Discharging Employees Who Are Related-New Case-US Supreme Court

On January 24, 2011, in a unanimous decision, the US Supreme Court held that a third-party has standing to file suit for retaliation, after he and his fiancé were fired by the same employer.  The Court held that an “aggrieved” person under Title VII included the fiancé, since he had an interest that was intended to be protected by Title VII.  Therefore, Title VII granted the plaintiff a cause of action.

Plaintiff Eric Thompson and his fiancé, Miriam Regalado, were employees of defendant North American Stainless (“NAS”) until February 2003.  That month, Regalado filed a sex discrimination claim against NAS with the Equal Employment Opportunity Commission (“EEOC”).  Only three weeks later, Thompson was fired by NAS.  Thompson sued NAS in the Eastern District of Kentucky for a Title VII claim of retaliation.  His claim that NAS fired him in retaliation for his fiancé’s complaint with the EEOC was rejected by the District Court.  The District Court held that Title VII “does not permit third party retaliation claims.”  The District Court ruling was affirmed by the Sixth Circuit Court of Appeals.  The appeals court held that plaintiff did not “engage in any statutorily protected activity, either on his own behalf or on behalf of Miriam Regalado,” nor is he “included in the class of persons for whom Congress created a retaliation cause of action.”

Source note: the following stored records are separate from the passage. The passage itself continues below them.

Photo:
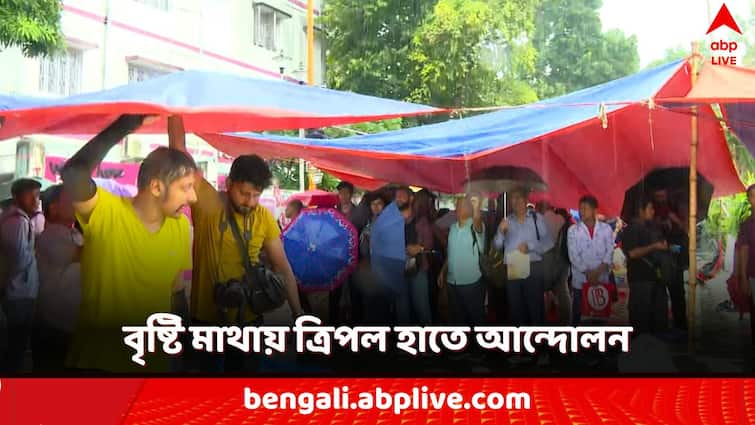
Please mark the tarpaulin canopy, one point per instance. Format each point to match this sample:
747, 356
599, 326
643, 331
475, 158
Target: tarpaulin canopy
731, 87
207, 101
599, 140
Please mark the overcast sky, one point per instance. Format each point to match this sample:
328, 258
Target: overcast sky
660, 24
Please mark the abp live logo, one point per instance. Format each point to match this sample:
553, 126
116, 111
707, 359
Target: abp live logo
722, 50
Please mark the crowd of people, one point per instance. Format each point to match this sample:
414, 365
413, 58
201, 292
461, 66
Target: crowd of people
104, 261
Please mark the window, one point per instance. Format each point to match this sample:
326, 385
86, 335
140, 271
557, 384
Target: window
142, 73
61, 74
164, 5
270, 26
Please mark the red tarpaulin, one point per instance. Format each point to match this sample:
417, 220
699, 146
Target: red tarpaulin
207, 101
566, 145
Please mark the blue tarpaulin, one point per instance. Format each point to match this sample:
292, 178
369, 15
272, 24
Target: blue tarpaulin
208, 101
599, 140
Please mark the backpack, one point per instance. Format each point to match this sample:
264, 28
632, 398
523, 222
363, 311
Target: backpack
6, 266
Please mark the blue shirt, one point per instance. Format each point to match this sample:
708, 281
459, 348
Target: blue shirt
17, 248
463, 254
519, 233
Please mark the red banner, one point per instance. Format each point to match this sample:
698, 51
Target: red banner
368, 401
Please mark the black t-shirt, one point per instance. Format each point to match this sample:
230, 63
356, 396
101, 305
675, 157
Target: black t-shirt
637, 235
410, 232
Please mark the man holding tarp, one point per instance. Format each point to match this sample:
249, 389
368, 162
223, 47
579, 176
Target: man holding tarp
135, 250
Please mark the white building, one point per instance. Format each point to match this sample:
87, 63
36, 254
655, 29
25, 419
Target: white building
113, 42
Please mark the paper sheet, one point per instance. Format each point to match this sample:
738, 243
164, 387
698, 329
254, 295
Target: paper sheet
517, 265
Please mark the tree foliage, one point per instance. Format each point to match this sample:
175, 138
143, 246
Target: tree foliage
32, 25
432, 51
453, 55
466, 53
369, 44
573, 50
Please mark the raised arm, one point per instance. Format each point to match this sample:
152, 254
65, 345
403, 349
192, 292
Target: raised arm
77, 172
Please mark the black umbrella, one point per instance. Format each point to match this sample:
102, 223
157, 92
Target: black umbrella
500, 179
676, 181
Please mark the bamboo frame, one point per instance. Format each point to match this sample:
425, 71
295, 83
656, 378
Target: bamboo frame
691, 306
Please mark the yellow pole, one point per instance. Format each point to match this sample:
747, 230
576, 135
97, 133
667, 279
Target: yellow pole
694, 70
311, 42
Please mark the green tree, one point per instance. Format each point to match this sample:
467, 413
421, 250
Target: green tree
574, 52
32, 25
369, 44
451, 54
432, 51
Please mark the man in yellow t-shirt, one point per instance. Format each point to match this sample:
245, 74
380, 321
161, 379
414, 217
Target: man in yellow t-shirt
135, 250
217, 258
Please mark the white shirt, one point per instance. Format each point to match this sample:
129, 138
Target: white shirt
60, 276
586, 253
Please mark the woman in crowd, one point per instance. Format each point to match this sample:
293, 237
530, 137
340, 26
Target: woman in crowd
645, 249
419, 290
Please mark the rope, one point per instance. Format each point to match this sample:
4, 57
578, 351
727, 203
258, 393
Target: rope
603, 116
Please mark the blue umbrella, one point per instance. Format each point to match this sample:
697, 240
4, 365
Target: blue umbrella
321, 246
388, 249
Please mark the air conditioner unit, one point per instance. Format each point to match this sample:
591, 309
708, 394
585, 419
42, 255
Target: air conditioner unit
30, 158
132, 149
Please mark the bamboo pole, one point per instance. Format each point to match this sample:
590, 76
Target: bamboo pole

The Supreme Court reversed and held that Title VII prohibits any “employer action that well might have dissuaded a reasonable worker from making or supporting a discrimination charge.”  The Court concluded that “a reasonable worker obviously might be dissuaded from engaging in protected activity if she knew that her fiancée would be fired.”  Further, the Court refused to establish a “fixed class” of relationships for which retaliation will be considered unlawful.  

This case broadens the scope of potential retaliation claims under Title VII.  California employers should be mindful of discharging employees with family or personal relationships where one of the employees has engaged in a protected activity.